By Senior Correspondent Desirée Taylor
Not long after Senate President Stephen Sweeney announced the rare all-day open voting session was in effect, the fate of the open space bill looked bleak.
“Over the weekend, the governor’s office called every Republican senator and threatened them with their political lives and they’re off the bills,” said Sen. Bob Smith.
“It’s a sad day in New Jersey to see that when people elect legislators, they’re not voting their conscience because they’re scared of threats from political bosses like Mr. Christie,” Sen. Dick Codey said.
The legislation would ask voters to amend the state constitution to dedicate $200 million in sales tax revenues over the next 30 years for critical open space, water supply and flood-plain protection, farmland and historic preservation programs across the state. Sen. Diane Allen was among the few Republicans to vote in favor of the measure.
When asked if it was true that the governor called Republicans and asked them not to support the bill, Allen said, “I didn’t get a call from the governor and I don’t know that anybody else did as well. I think in general the governor is not a supporter of doing it this way. I think he’s supportive of open space. He wants to see it done perhaps in a different way.”
Meanwhile, Republican Budget Officer Declan O’Scanlon called today’s vote “untimely and irresponsible fiscal policy.” But Democrats point out that just a few weeks ago, a handful of Republicans supported a similar measure.
“This bill is more conservative, less money is being provided for open space in the future. Today, almost every Republican would be off the bill, except for Sen. Bateman,” Smith said.

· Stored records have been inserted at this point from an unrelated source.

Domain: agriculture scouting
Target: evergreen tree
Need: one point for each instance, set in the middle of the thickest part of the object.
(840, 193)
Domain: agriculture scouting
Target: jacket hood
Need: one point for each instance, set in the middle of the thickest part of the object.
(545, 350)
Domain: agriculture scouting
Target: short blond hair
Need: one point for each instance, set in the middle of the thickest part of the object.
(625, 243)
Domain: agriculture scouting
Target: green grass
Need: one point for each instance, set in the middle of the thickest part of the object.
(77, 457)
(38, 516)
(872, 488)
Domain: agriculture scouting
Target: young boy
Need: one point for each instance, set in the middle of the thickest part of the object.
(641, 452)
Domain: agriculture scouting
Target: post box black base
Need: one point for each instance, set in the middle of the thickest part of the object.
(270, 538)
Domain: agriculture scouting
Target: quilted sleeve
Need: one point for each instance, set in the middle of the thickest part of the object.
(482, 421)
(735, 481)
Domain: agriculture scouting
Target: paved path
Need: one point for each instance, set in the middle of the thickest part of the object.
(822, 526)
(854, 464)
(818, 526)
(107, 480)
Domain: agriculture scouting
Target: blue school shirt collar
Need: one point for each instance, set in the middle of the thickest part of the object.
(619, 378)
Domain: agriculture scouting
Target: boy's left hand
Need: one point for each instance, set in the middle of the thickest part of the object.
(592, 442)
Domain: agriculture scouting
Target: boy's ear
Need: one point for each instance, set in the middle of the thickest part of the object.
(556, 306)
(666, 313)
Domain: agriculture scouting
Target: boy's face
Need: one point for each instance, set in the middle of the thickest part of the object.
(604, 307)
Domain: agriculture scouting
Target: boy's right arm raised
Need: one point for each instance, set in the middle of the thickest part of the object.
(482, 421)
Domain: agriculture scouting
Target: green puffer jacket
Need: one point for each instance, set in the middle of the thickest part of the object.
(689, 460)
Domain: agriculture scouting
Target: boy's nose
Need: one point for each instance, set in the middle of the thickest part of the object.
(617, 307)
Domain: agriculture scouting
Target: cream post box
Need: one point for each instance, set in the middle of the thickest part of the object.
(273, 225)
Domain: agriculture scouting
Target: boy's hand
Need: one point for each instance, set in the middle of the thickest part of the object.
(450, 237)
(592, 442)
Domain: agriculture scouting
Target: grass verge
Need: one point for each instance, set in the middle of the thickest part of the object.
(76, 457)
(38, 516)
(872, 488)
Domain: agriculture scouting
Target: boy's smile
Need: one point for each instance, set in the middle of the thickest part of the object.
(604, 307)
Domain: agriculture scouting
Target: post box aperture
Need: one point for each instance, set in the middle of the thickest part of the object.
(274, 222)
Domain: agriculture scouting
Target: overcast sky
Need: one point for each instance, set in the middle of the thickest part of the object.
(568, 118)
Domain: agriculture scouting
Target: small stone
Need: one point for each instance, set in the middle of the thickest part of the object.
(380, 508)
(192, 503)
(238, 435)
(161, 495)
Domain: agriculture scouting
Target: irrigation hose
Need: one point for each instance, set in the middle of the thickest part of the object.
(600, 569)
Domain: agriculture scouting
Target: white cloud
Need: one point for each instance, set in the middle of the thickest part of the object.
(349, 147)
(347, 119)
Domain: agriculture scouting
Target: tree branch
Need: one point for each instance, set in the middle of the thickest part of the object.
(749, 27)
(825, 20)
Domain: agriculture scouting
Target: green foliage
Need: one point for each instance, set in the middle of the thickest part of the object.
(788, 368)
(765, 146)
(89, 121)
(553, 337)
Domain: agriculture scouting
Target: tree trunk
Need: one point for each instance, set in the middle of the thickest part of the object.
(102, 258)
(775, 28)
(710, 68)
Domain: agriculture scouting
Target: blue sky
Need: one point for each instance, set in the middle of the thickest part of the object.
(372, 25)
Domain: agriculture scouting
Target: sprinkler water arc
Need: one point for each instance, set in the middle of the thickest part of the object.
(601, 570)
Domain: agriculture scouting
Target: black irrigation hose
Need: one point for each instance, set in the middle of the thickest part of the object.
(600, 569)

Senate Republican Leader Tom Kean Jr. was among those who previously supported the bill but today voted against it. He and several other Republicans declined to comment. Meanwhile, supporters of the measure point out the benefits of New Jersey’s open space preservation programs which have received overwhelming support in all 13 previous ballot questions.
“The Green Acres program has preserved over 650,000 acres over the last 30 years. And the farmland preservation program has preserved some 200,000 acres over the last 30 years,” said Tim Gilbert of New Jersey Keep It Green.
And it’s not just about preserving space in rural areas. Green Acres funding has also supported projects at 1,100 parks in urban communities like in Newark. And Sen. Smith touts the benefits of the Blue Acres program, which is helping to acquire flood prone properties.
“The second highest priority in the open space program is acquisition of flood prone property,” Smith said.
The measure would have to pass both houses by the Aug. 4 deadline to get on the ballot this November. And time is running out. That could push the issue onto next year’s ballot.